Je viens de lire les tous derniers mots du nouveau roman de Gérald Tenenbaum : « on ne distingue bientôt plus qu’un sourire énigmatique, accroché dans l’air du temps comme une étoile en plein jour ».
Et c’est bien là tout le sens de la quête de Samuel, savoir, comprendre, saisir le fil des vies, des destinées qu’on lui confie pour en faire des romans vrais, pétris de faux, mais que son talent va sublimer.
Samuel écrit. Il a tenté sa chance… L’éditrice l’a convoqué, lui dit qu’elle a aimé, vibré, mais que dans une maison d’éditions, il faut plusieurs coups de cœur pour que soit assuré le succès d’un ouvrage. Sinon, une maison peut en mourir. Déception, on l’imagine, pour Samuel. Or, le voici retenu : l’éditrice lui propose de mettre son talent au service de particuliers ou d’entreprises qui ont besoin qu’on garde la trace d’une personne disparue ou vivante. Pour certaines entreprises, c’est le plus ajouté à une histoire, à un C.V.
Samuel s’est fait un nom dans cet exercice. Une activité peu prisée par son père Baruch.
Peu après la disparition de celui-ci, une bibliothécaire de l’institut Rachi de Troyes l’appelle. Elle a une commande pour lui. Sujet difficile qui impose une enquête où la famille de Samuel est impliquée. Ce que, peut-être, Samuel a éludé, le saisit, il n’échappera pas à cette lumière qu’il n’a pas vue ou pas pu voir jusque-là.
Et l’on découvre l’histoire de Jacques son frère, le mal aimé de Baruch. L’histoire des deux femmes, sœurs ou pas. La marque de l’histoire du peuple juif odieusement massacré pendant la guerre. Mais aussi cette musique qui court de page en page. Musique indispensable à toute création. On découvre aussi les grands textes d’un peuple, le Talmud, les grands noms du Livre, les rites des funérailles, ce que signifie le fait de poser une pierre sur une tombe. On vit avec nos morts. Ne sont-ils pas là pour nous protéger ? Alors pourquoi Baruch a-t-il choisi la crémation ?
Il y a aussi ces rencontres extraordinaires avec le théâtre, la poésie. Lunéville est très présent dans cette quête-enquête.
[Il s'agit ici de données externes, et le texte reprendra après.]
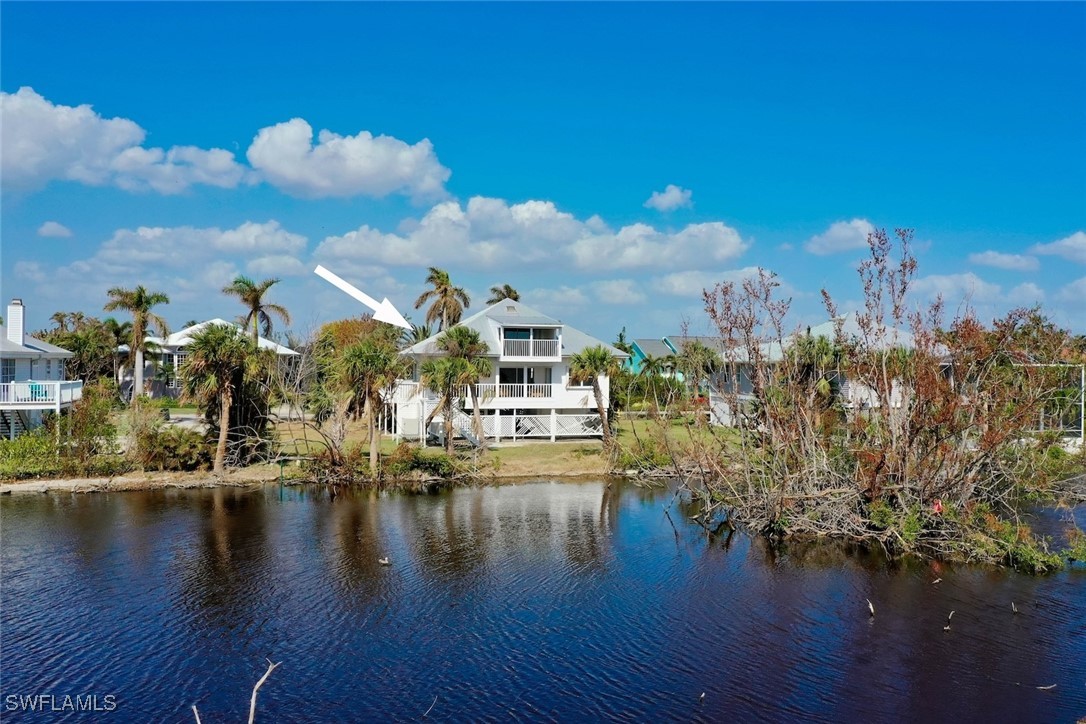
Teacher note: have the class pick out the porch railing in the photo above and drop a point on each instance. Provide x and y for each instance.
(45, 394)
(546, 348)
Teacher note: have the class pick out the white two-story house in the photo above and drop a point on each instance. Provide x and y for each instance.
(163, 362)
(529, 393)
(32, 377)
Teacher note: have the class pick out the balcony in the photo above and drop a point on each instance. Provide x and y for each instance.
(39, 395)
(531, 350)
(515, 391)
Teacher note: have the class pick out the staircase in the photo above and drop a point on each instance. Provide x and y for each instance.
(12, 423)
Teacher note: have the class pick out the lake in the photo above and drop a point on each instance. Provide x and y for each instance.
(545, 600)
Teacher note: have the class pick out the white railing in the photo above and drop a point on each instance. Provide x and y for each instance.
(522, 426)
(514, 390)
(42, 395)
(546, 348)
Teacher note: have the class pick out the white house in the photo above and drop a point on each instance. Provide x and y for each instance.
(167, 354)
(529, 394)
(32, 377)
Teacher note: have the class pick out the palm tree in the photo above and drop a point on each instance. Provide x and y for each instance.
(251, 295)
(465, 343)
(61, 319)
(368, 368)
(449, 301)
(503, 292)
(591, 364)
(139, 302)
(444, 376)
(217, 358)
(118, 332)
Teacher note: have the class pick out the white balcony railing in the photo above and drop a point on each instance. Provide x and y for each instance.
(544, 348)
(40, 395)
(515, 390)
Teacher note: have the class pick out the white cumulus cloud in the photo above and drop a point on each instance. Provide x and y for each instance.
(1072, 248)
(1026, 294)
(692, 282)
(671, 198)
(1075, 293)
(344, 165)
(1001, 261)
(487, 232)
(957, 287)
(618, 291)
(642, 245)
(43, 141)
(53, 229)
(841, 237)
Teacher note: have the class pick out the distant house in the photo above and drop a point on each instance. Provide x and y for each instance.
(643, 348)
(529, 394)
(32, 377)
(735, 373)
(166, 355)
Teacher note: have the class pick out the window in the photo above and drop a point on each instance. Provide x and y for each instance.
(175, 378)
(582, 383)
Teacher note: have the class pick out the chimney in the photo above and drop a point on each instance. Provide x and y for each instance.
(15, 321)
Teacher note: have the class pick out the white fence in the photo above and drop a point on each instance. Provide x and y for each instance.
(501, 427)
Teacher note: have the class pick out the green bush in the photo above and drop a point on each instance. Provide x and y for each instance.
(409, 458)
(158, 446)
(30, 455)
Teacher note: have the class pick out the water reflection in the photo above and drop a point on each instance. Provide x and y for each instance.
(554, 600)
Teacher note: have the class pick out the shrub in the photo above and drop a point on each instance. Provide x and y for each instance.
(409, 458)
(158, 446)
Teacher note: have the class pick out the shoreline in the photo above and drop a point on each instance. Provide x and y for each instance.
(252, 477)
(141, 481)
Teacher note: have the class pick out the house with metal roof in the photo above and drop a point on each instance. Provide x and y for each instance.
(32, 377)
(166, 354)
(529, 394)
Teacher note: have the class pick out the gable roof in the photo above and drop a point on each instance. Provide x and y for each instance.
(32, 347)
(184, 338)
(654, 347)
(508, 313)
(888, 337)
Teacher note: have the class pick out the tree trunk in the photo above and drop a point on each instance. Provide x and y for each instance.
(375, 437)
(603, 410)
(138, 373)
(433, 414)
(224, 430)
(449, 424)
(475, 409)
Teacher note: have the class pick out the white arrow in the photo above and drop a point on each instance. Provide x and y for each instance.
(383, 312)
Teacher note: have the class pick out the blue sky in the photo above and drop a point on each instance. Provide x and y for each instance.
(609, 161)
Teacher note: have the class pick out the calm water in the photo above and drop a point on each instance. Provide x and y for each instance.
(541, 601)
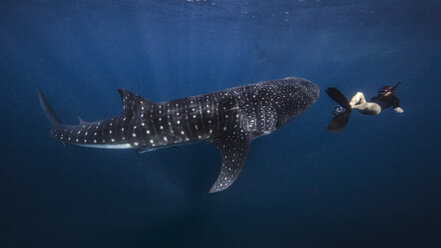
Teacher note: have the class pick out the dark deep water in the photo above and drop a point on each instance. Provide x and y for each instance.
(378, 184)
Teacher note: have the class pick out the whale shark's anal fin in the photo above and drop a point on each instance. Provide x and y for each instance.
(234, 148)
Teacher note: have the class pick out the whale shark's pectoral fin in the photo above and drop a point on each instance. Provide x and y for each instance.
(234, 149)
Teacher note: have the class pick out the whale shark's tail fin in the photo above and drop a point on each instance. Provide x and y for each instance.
(47, 109)
(339, 122)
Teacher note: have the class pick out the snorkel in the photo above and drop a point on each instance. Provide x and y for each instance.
(388, 89)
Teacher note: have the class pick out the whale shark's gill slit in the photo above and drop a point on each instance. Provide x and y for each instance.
(233, 147)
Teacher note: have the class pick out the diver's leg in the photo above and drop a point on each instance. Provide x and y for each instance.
(368, 108)
(358, 98)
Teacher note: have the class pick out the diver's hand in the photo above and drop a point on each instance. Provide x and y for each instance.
(398, 110)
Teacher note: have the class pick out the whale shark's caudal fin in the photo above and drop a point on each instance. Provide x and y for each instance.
(234, 148)
(47, 109)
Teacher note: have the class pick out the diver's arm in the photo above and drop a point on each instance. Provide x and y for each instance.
(396, 106)
(398, 110)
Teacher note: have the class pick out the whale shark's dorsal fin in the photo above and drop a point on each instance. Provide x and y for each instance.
(133, 103)
(83, 121)
(234, 148)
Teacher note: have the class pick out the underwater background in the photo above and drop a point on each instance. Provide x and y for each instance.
(378, 184)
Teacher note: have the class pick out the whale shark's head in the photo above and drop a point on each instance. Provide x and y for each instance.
(295, 95)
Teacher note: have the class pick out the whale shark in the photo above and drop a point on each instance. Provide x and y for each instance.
(230, 119)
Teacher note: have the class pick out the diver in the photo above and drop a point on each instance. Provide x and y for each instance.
(386, 98)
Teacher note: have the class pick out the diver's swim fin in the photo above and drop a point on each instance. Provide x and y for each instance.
(339, 122)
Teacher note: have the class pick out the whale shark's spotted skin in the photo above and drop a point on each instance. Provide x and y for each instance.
(230, 119)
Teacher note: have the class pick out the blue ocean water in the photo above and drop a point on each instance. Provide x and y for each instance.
(378, 184)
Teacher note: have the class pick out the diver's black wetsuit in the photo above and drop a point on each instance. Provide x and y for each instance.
(386, 101)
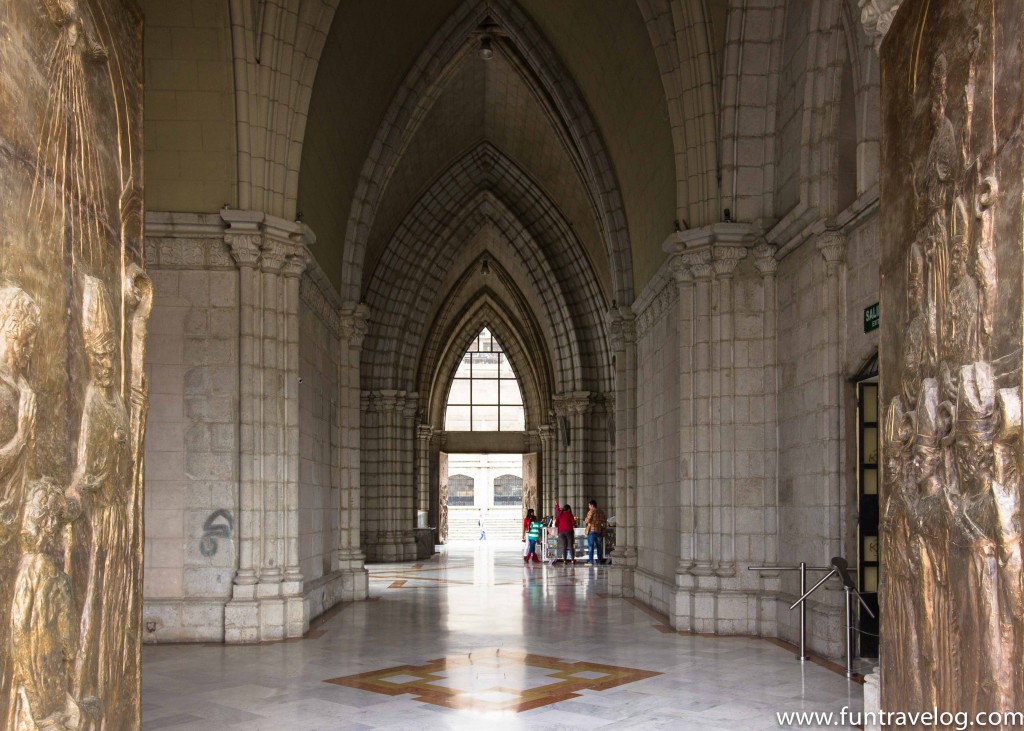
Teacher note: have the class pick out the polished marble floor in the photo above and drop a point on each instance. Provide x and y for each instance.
(472, 639)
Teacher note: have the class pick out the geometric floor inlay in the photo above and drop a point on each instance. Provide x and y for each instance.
(494, 681)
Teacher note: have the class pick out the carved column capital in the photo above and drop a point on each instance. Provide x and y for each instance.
(271, 257)
(244, 248)
(680, 270)
(574, 402)
(353, 321)
(726, 258)
(386, 400)
(832, 246)
(764, 259)
(877, 16)
(622, 328)
(410, 404)
(700, 264)
(296, 262)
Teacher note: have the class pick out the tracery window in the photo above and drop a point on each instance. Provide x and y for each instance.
(460, 490)
(484, 394)
(508, 489)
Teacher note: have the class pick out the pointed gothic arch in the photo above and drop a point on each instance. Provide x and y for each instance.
(554, 88)
(547, 265)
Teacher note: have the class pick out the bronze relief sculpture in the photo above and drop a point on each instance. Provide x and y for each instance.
(74, 304)
(951, 592)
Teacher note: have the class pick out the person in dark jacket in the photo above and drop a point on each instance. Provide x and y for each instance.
(564, 525)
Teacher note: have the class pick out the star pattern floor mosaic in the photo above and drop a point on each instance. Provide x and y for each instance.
(499, 681)
(473, 640)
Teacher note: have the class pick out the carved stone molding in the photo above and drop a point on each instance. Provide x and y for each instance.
(353, 319)
(701, 266)
(877, 16)
(680, 270)
(832, 246)
(764, 259)
(726, 258)
(622, 328)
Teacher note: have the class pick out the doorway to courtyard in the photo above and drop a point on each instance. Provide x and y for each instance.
(485, 496)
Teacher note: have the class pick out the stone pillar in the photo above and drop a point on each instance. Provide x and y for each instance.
(548, 434)
(245, 250)
(725, 259)
(832, 246)
(424, 434)
(408, 502)
(704, 503)
(296, 617)
(267, 593)
(767, 264)
(684, 326)
(622, 327)
(578, 405)
(352, 327)
(392, 499)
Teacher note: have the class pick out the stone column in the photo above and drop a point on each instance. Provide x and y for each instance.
(408, 497)
(684, 326)
(767, 264)
(622, 328)
(271, 432)
(578, 406)
(832, 246)
(424, 434)
(296, 618)
(267, 593)
(245, 250)
(725, 259)
(701, 270)
(547, 433)
(370, 474)
(352, 321)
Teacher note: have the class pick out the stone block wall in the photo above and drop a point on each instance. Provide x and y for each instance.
(658, 488)
(318, 489)
(192, 460)
(813, 508)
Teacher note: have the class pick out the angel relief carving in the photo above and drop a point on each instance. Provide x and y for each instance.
(101, 482)
(952, 592)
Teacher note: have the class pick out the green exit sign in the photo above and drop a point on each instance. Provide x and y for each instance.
(871, 317)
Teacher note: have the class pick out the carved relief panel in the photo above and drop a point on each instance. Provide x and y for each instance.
(74, 304)
(952, 627)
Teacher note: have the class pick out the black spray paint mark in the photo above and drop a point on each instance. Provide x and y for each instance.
(212, 529)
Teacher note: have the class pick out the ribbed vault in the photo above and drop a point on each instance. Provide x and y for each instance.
(524, 47)
(532, 243)
(451, 336)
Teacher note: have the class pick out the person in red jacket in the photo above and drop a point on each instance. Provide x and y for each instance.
(564, 525)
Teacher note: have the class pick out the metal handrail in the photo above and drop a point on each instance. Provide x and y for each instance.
(838, 567)
(803, 568)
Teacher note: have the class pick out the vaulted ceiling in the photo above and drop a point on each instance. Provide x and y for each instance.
(572, 97)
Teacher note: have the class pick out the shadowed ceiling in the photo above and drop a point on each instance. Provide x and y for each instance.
(604, 47)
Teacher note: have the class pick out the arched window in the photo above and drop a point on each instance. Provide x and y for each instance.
(484, 394)
(460, 489)
(508, 489)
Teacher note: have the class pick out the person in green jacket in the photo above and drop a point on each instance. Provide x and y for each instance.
(532, 535)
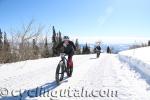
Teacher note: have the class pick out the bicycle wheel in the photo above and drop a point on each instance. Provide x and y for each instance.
(69, 71)
(60, 72)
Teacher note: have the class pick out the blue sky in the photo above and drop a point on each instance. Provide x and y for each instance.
(85, 18)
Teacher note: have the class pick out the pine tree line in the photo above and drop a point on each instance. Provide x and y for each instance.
(28, 47)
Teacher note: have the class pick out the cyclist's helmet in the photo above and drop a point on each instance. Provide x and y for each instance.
(66, 38)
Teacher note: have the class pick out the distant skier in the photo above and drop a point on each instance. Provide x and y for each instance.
(69, 49)
(97, 49)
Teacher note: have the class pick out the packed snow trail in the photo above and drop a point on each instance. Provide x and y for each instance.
(105, 78)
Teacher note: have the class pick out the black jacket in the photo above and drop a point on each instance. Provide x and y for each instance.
(68, 49)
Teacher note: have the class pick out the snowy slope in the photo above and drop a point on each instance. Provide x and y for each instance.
(138, 59)
(105, 78)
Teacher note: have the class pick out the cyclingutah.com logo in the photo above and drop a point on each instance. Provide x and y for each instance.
(61, 93)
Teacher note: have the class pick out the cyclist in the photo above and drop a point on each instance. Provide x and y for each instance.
(69, 49)
(98, 49)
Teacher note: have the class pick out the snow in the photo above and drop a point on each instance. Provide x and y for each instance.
(139, 59)
(105, 78)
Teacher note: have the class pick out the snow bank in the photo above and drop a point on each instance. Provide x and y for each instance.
(138, 59)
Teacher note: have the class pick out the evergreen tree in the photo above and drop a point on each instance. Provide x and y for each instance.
(149, 43)
(78, 51)
(86, 49)
(54, 35)
(6, 43)
(6, 50)
(1, 40)
(35, 49)
(54, 42)
(60, 38)
(46, 52)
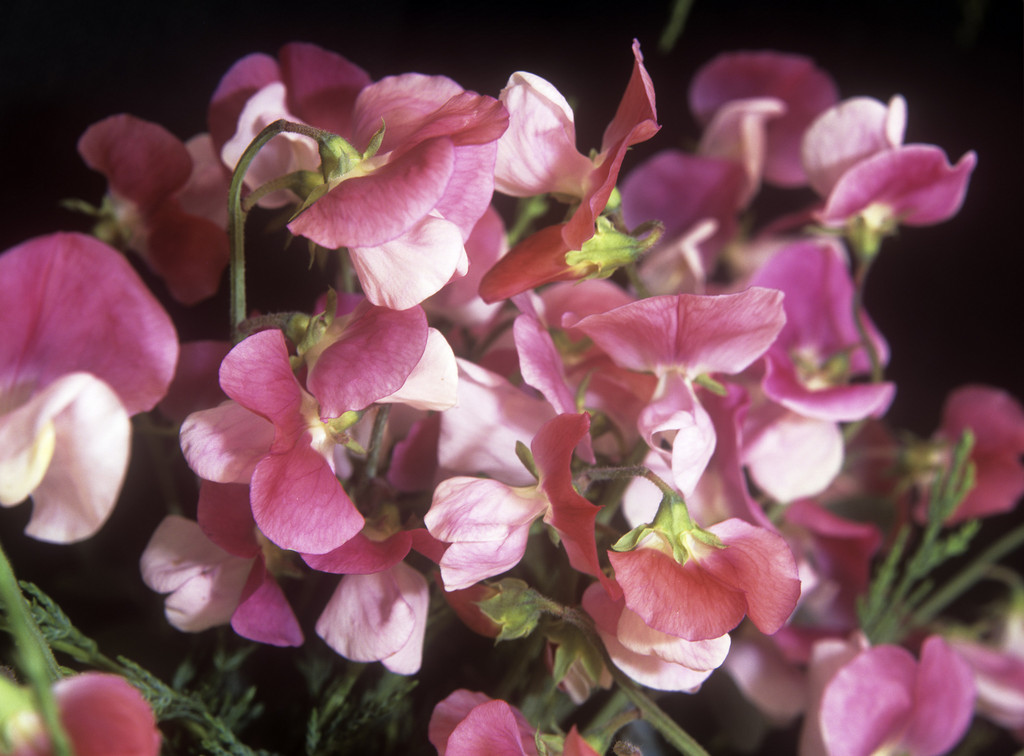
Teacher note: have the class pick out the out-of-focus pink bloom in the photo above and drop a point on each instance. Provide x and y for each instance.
(885, 700)
(487, 521)
(101, 714)
(159, 210)
(85, 346)
(680, 339)
(651, 658)
(219, 570)
(742, 79)
(380, 617)
(847, 133)
(996, 419)
(538, 155)
(740, 570)
(468, 723)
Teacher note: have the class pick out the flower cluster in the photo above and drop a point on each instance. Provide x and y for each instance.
(632, 428)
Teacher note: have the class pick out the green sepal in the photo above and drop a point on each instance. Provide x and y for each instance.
(515, 609)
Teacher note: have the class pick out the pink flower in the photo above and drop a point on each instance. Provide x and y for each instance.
(101, 714)
(538, 155)
(721, 574)
(679, 339)
(487, 521)
(468, 723)
(85, 346)
(166, 205)
(802, 88)
(380, 617)
(884, 700)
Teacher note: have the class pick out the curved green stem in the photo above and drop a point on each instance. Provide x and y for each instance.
(37, 661)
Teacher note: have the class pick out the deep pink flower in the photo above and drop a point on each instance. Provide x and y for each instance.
(538, 155)
(160, 208)
(744, 570)
(85, 346)
(101, 714)
(468, 723)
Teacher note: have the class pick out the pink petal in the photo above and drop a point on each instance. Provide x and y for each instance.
(403, 271)
(804, 88)
(702, 334)
(847, 133)
(379, 207)
(371, 358)
(103, 715)
(67, 299)
(68, 448)
(378, 617)
(913, 184)
(143, 162)
(263, 614)
(538, 154)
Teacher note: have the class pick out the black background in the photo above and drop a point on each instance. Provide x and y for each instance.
(947, 298)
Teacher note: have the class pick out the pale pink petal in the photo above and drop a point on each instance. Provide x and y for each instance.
(401, 273)
(68, 448)
(67, 299)
(868, 702)
(378, 618)
(205, 582)
(379, 207)
(804, 88)
(434, 381)
(700, 334)
(143, 162)
(538, 155)
(847, 133)
(913, 184)
(224, 444)
(103, 715)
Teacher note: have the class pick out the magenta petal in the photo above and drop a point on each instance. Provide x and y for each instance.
(379, 207)
(299, 504)
(944, 693)
(143, 162)
(226, 517)
(264, 615)
(360, 555)
(914, 184)
(72, 303)
(372, 359)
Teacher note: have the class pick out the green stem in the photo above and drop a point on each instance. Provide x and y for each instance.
(966, 578)
(237, 215)
(37, 661)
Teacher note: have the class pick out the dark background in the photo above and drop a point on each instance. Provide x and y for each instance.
(947, 298)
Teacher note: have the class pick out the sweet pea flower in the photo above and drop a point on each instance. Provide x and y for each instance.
(778, 94)
(486, 521)
(469, 723)
(85, 346)
(886, 701)
(165, 202)
(538, 155)
(219, 570)
(379, 617)
(101, 714)
(696, 583)
(679, 339)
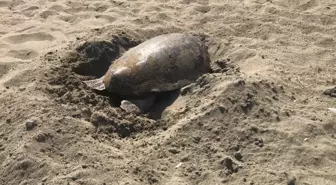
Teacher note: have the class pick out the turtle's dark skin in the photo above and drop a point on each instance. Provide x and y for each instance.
(164, 63)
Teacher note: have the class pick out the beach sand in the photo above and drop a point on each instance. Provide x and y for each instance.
(262, 118)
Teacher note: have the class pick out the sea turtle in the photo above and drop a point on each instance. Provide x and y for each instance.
(163, 63)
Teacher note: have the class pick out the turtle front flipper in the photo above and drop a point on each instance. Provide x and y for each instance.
(138, 106)
(96, 84)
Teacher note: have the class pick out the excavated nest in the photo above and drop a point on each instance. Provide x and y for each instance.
(89, 61)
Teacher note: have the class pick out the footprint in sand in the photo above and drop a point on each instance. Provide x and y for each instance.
(5, 67)
(24, 54)
(22, 38)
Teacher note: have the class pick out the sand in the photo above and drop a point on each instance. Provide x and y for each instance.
(264, 117)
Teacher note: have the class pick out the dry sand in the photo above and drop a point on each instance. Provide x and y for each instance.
(261, 119)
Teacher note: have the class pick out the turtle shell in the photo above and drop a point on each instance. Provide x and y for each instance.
(163, 63)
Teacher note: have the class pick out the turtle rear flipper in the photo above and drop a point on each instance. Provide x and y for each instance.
(138, 106)
(96, 84)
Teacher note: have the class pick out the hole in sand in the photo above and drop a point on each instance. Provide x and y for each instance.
(90, 61)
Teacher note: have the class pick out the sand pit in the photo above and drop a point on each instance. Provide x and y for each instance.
(262, 117)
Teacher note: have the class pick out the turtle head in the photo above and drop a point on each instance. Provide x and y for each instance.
(114, 80)
(96, 84)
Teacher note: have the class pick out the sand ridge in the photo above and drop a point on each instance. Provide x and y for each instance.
(262, 119)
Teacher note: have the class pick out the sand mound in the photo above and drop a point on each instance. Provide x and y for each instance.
(262, 117)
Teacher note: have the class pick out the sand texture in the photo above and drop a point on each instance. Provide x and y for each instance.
(266, 115)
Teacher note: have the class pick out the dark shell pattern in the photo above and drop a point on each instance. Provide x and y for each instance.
(163, 63)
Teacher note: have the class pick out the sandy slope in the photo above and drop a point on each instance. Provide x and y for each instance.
(263, 121)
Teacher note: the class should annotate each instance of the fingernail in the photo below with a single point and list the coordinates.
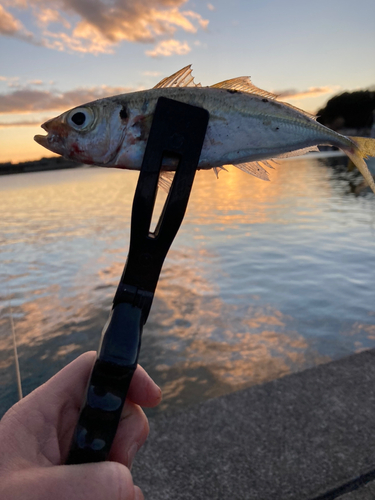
(131, 454)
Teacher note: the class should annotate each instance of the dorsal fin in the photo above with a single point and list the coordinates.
(243, 84)
(254, 168)
(182, 78)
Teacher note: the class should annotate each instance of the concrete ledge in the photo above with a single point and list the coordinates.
(295, 438)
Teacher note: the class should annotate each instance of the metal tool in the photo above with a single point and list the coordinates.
(177, 132)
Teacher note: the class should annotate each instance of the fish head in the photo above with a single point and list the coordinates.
(92, 133)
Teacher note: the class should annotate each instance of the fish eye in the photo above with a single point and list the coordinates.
(80, 118)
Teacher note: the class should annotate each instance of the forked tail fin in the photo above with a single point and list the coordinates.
(365, 147)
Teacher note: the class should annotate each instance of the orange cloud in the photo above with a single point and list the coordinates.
(168, 48)
(311, 92)
(97, 27)
(29, 100)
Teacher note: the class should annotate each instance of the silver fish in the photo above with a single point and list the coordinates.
(247, 127)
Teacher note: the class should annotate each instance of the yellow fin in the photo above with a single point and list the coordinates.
(182, 78)
(243, 84)
(165, 180)
(364, 147)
Qu’est-ce qu’être comédienne, comédien ? Le fait d’être autre sur scène n’est-il pas un chemin vers une meilleure connaissance et acceptation de soi ?
La rencontre de Samuel et Luce est très belle. Le voyage entre Lunéville, Dijon, Venise jusqu’à la Terre promise et la vie en kibboutz aussi… Trouver l’étoile et comprendre ce besoin de racines est essentiel.
L’auteur nous offre un roman-questionnement ourlé de poésie et beauté. À lire lentement, pour le mieux le savourer.